I have the same thought whenever I’m in Vegas and need a taxi. I walk out of a hotel to the line at the cab stand and wait my turn. When I’m next, the doorman (or transportation expediter, which I’m sure is the politically correct term) asks me how many people are in my party and where I’m going. He then opens the door of the cab and repeats this information to the cabbie. For this minor and completely unnecessary service, I’ve seen hundreds of people slip the guy a buck or two. Thanks, but I can open a car door and speak to the driver myself. Done it thousands of times in major cities all around the world. Why exactly do I need a middle man?
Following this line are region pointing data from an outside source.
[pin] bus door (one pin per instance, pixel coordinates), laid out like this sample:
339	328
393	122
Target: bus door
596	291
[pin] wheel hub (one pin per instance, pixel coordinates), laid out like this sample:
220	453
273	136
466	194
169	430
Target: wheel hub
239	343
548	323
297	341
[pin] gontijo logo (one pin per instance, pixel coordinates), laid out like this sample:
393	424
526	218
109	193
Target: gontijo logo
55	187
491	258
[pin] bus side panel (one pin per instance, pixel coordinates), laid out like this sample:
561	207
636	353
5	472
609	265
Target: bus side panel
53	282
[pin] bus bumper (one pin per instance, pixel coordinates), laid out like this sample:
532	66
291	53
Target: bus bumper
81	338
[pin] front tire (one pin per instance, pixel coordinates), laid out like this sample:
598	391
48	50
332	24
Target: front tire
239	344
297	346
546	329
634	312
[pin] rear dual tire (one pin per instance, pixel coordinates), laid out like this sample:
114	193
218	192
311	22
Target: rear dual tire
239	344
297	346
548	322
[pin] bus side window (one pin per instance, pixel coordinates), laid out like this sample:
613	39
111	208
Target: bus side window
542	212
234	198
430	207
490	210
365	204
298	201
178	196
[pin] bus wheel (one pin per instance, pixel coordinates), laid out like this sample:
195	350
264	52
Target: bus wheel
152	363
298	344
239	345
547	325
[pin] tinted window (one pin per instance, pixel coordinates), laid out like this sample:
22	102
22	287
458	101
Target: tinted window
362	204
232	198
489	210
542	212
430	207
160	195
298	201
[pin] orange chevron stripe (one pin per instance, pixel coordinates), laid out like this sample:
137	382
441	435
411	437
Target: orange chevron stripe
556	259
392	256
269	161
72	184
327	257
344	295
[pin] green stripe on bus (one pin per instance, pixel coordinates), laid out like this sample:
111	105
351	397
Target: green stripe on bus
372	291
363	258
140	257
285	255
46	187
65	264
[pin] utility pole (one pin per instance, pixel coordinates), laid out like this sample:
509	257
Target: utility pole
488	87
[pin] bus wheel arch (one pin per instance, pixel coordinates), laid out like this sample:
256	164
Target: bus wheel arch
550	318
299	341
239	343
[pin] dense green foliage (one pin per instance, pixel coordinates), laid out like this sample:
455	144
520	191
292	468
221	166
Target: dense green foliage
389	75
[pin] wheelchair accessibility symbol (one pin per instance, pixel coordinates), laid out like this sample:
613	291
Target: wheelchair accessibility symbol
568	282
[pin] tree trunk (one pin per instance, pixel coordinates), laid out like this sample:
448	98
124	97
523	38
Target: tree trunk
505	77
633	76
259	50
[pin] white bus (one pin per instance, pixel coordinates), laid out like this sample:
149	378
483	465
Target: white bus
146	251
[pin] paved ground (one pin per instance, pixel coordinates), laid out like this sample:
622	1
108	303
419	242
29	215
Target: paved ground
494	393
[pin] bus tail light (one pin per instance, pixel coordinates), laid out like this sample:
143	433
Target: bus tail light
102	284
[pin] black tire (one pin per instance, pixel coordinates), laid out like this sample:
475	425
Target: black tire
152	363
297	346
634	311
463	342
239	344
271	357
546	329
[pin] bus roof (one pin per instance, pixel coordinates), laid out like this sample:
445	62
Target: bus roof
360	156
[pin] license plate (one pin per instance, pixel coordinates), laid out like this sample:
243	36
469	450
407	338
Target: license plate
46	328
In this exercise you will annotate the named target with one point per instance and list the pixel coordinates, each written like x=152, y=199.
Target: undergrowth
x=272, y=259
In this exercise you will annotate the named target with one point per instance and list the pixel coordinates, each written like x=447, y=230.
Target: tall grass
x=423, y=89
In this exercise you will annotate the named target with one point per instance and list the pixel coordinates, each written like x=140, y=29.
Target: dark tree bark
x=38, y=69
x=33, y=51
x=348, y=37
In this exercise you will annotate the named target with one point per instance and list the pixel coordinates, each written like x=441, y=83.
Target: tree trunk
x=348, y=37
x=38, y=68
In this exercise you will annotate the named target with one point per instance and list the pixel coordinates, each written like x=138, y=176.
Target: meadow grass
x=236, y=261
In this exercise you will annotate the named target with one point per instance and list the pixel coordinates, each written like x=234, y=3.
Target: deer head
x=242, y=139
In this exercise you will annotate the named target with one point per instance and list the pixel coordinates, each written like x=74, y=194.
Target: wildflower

Once, I asked a Vegas cabbie about this practice. He told me that the doormen were making such huge sums of money from these tips that the larger hotels were starting to demand up-front payments of tens of thousands of dollars before they’d consider someone for the job. He also said that while cabbies were usually treated equally, some of these doorman run a ruthless extortion racket when it comes to limo and other for-hire drivers, refusing to steer guests to them unless they got a kickback, blackballing those who wouldn’t play along.
I felt a little extorted myself at the curbside check-in, especially when I heard, “I’m your skycap, and I’ll make sure these bags get on the plane.” The insinuation there was that if I didn’t cough up a few bucks, my bags were headed to Santa Fe instead of Boston. Since that’s one of the classic fears of flying — and since we could still recall a rather horrific lost-luggage experience from a couple of decades ago that had first set us on our policy of carry-on-only — I pulled out a five and handed it over. The skycap thanked us (with all the sincerity of a Soprano bag man collecting protection money) and we went on our way.
I’m happy to report that our bags went the same way we did, but I felt so used.